Comment les choses ont marché
ensuite en Allemagne, tout le monde le sait. Le
30 janvier de l'année suivante, le
Troisième Reich a été
proclamé et institué et un sentiment
de soulagement a envahi la plupart des esprits,
après la tension des mois
précédents pendant lesquels la
crainte d'une guerre civile était devenue de
plus en plus forte. Ici je ne dirai pas grand-chose
du fouillis de la politique, quoiqu'elle joue aussi
son rôle dans mon histoire et je ne veux pas
porter de jugement. Nous sommes encore trop proches
de tout cela et nous n'avons pas pu comprendre
pourquoi tout s'est passé comme ça.
Cette pompe éclatante, ces drapeaux, ces
grands discours, ces choses nous ont remués
tous, il faut bien l'avouer. C'est humain ; on
se laisse guider par ce qu'on voit et ce qu'on
entend et si l'on promet à un peuple qu'il
deviendra de nouveau grand et puissant, on
marche.
Dans notre village aussi, les choses
allaient grand train. On a fêté le 30
janvier et, pour la première fois, on a
accroché le drapeau avec la croix
gammée au haut du vieux château en
ruine et aussi ça et là sur les
maisons les premiers drapeaux ont fait leur
apparition. Il y a eu une retraite aux flambeaux et
des discours et l'instituteur a prononcé une
allocution. Il a dit que c'était la plus
grande joie de sa vie de voir qu'après
toutes ces années de misère, la
véritable force allemande s'était
fait jour. Chacun de nous avait ses idées
là-dessus et quelqu'un a dit que rien ne
vaut un homme stable qui ne
tourne pas avec le vent. L'instituteur est un type
à part. Jusqu'à la guerre
c'était un national-allemand pur sang, qui
sortait à toute occasion son empereur et son
Bismarck et son 1870 et qui tonnait contre ces
marxistes qui pervertissent le peuple. Ensuite,
quand nous avons eu perdu la guerre et qu'il y a eu
la révolution, il s'est découvert
tout à coup une âme de
social-démocrate. Vous savez, je le connais
depuis mon enfance, nous sommes à peu
près du même âge et il sort du
village d'à côté. Partout, on a
pu entendre cette grande perche à barbe
noire qui faisait l'orateur populaire. Ou bien, il
allait en tapinois à travers le village et
distribuait des prospectus. Chez lui, il a toute
une nichée d'enfants et des dettes pardessus
la tête. Et le dimanche, quand il joue de
l'orgue, il traîne tellement que l'auditoire
est prêt à s'endormir.
Mais déjà pendant l'hiver
précédent on l'avait vu s'accointer
avec les nazis et lorsque l'ère nouvelle est
venue, il s'est promené tout à coup
avec l'insigne du parti et s'est donné l'air
de n'avoir jamais rien fait de sa vie que se battre
dans les salles de réunion.
Après le 30 janvier, l'opinion
publique de notre village pouvait se traduire d'un
mot : attendre. Les paysans disaient :
« Tous les hommes sont pareils, donc
attendons, nous verrons ce que les nouveaux savent
faire ».
Au travail, entre camarades, on parlait peu.

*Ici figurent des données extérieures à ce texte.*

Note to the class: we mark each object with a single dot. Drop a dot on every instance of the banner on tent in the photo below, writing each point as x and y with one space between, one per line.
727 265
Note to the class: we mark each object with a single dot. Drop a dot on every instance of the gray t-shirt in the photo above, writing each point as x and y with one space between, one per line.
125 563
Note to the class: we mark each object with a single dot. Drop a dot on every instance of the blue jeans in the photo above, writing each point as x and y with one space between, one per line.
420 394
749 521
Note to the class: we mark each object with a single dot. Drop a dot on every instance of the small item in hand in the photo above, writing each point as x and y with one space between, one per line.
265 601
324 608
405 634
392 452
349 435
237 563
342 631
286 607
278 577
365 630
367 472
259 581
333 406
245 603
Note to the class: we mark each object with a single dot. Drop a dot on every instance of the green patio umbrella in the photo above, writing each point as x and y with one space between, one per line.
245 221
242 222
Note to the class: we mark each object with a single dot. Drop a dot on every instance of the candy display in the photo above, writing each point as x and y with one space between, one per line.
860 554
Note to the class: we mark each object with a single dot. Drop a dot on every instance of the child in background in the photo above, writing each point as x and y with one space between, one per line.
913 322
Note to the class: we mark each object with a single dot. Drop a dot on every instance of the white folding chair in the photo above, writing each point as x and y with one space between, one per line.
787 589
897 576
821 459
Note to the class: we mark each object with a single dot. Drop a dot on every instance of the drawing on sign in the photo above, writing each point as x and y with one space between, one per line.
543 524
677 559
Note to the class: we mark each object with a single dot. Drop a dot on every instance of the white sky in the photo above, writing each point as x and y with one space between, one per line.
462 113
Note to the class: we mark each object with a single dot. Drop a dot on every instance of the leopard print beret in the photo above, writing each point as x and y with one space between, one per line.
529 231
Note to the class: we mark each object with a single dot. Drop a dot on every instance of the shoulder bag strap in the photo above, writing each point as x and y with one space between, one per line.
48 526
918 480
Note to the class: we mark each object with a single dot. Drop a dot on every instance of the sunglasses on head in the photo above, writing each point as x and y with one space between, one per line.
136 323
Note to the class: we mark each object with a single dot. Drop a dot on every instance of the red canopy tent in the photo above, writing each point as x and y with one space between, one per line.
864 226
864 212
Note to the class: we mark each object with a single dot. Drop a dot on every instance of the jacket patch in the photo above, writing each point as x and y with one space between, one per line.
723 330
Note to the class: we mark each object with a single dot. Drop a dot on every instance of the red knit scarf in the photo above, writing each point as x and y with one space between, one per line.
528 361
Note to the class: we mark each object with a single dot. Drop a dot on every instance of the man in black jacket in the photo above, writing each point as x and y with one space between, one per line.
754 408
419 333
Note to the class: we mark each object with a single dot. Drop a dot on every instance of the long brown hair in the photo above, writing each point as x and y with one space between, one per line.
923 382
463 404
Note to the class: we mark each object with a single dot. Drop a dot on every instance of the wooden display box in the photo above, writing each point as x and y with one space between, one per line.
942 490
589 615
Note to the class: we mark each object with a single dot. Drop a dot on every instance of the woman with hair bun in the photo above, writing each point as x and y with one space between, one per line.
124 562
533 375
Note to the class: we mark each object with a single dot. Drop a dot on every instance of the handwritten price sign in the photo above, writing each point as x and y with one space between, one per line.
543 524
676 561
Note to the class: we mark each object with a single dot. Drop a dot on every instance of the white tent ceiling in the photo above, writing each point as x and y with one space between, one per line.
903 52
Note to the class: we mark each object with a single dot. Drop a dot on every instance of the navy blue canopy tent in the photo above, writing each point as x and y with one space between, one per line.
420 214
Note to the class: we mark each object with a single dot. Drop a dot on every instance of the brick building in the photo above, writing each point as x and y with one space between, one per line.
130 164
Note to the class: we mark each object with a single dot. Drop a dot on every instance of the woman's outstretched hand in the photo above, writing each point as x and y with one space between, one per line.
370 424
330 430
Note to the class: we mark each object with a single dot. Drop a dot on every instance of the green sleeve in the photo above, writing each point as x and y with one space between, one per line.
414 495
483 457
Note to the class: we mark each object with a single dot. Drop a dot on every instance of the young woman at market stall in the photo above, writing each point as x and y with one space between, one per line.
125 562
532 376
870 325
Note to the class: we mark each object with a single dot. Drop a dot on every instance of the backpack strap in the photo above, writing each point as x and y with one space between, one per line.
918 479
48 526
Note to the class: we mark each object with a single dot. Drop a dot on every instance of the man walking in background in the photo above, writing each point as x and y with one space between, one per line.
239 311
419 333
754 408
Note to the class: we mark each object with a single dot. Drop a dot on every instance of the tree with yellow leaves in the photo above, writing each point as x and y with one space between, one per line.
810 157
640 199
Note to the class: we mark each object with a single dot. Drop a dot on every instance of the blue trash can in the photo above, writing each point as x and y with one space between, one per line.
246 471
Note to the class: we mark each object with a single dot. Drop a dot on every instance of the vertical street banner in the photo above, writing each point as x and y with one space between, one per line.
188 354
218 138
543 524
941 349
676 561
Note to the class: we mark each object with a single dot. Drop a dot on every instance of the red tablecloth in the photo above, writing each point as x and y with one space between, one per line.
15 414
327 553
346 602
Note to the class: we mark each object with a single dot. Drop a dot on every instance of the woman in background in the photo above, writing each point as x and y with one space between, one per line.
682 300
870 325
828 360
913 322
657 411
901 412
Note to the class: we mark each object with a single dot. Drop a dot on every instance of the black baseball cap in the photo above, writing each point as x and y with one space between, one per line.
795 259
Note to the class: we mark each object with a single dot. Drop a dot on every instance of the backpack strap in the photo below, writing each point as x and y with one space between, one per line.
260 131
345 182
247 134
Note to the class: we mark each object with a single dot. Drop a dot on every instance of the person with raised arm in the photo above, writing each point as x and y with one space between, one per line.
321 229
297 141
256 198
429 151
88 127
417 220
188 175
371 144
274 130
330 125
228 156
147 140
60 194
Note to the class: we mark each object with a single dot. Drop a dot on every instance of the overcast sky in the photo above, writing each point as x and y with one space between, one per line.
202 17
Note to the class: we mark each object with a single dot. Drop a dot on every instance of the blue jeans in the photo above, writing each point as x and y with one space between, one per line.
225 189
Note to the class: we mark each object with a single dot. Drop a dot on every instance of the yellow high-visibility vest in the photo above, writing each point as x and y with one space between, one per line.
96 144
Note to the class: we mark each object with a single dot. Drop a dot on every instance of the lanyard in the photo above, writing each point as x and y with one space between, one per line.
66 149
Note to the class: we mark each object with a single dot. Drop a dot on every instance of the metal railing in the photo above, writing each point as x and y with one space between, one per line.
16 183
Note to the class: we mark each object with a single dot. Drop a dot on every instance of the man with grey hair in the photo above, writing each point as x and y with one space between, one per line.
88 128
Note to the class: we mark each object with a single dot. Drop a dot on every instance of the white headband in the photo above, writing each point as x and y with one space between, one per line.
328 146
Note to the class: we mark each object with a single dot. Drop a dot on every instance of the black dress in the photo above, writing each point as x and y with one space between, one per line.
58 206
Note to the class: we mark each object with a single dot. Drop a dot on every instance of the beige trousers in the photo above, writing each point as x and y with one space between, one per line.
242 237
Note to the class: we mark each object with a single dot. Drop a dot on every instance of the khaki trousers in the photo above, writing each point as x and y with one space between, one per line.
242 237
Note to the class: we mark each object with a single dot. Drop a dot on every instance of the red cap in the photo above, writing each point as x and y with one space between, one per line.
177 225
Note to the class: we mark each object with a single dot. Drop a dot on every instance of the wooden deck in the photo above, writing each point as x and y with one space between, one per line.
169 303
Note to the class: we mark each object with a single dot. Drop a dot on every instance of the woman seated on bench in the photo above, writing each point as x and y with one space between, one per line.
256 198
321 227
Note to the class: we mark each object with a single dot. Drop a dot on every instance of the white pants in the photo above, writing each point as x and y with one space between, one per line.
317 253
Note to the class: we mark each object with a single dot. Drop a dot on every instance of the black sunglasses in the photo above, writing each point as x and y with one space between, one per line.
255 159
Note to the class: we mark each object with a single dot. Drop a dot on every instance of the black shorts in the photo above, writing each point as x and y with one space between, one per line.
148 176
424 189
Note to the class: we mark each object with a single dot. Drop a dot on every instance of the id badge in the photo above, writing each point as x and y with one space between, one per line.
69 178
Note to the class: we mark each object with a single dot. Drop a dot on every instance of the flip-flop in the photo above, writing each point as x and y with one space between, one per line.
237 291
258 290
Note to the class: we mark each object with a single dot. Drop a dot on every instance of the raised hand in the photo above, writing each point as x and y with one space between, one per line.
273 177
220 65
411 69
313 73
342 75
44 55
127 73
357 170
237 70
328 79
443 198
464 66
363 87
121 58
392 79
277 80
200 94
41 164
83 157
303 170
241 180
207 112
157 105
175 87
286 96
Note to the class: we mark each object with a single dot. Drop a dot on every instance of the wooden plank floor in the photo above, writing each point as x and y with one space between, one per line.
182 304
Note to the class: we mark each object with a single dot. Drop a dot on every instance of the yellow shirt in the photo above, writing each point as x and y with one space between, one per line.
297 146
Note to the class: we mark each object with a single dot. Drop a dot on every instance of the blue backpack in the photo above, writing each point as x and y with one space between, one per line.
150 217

Ici, les gens sont réservés, ils ne
disent pas facilement ce qu'ils ont dans la
tête. Tout ce qu'on pouvait entendre,
c'était cette remarque sur les chefs du
parti : « Si au moins
c'étaient d'autres gens ».
Heinrich Kohler avait été fait chef
du groupe local du parti. Il avait
été d'abord plombier, puis il avait
ouvert un magasin d'électricité qui a
fait faillite et puis il s'est occupé de
vélos et ça n'a pas duré non
plus et partout il avait la réputation
d'être une brute. Les paysans ne tenaient pas
non plus en grande estime Franz Pfeiffer qui avait
été bombardé chef des paysans du village.
Il
ne réussissait pas dans ses affaires, parce
qu'avec cette politique il négligeait sa
ferme et on ne le croyait pas capable de faire
mieux dans sa nouvelle fonction. Le garde-forestier
Wichtel, qui n'était pas du pays, mais qu'on
nous avait envoyé de Prusse, est devenu
trésorier.
Jusque là, un village comme le
nôtre avait toujours formé un corps,
même si on n'était pas toujours du
même avis. On se connaît tous, on a
usé ses fonds de culotte sur les bancs de la
même école, ou bien on est parents ou
alliés. On est liés les uns aux
autres. Même la politique n'a pas
causé de grandes divisions dans le village,
jusqu'à ces derniers temps. Les paysans ont
toujours formé la majorité et eux
n'ont jamais été pour les
nouveautés : tout devait se faire comme
chez l'arrière-grand-père ; et
les quelques ouvriers qui habitent parmi eux ont
chacun un petit jardin ou un bout de champ et sont
à moitié paysans. Et leurs envies de
corriger le monde n'ont guère
été plus loin que des questions de
prés communaux, ils n'ont pas oublié
de qui ils descendent.
Avec l'église, même chose. Les
paysans y allaient parce que c'était la
coutume et parce qu'il y avait peut-être bien
là quelque chose de vrai. Le temps, beau ou
mauvais, ne dépendait pas d'eux, n'est-ce
pas ? Pour cela, ils devaient toujours s'en
remettre à Celui qui règne
là-haut.
Des bûcherons et des cheminots, bien
peu allaient encore à l'église. Elle
ne leur donnait rien et puis, trop d'idées
à la mode leur étaient venues de la
ville. Sous l'ancien régime, beaucoup de
pasteurs n'avaient pas non plus l'air d'être
prêts à donner leur vie pour ce qu'ils
prêchaient. C'était une religion trop
commode, celle d'un bon Dieu en robe de chambre et
avec une longue pipe. Les politiciens fanatiques,
à la bonne heure, ça c'étaient
des hommes ! Ils mouraient sur les barricades
et se laissaient tuer pour leurs convictions.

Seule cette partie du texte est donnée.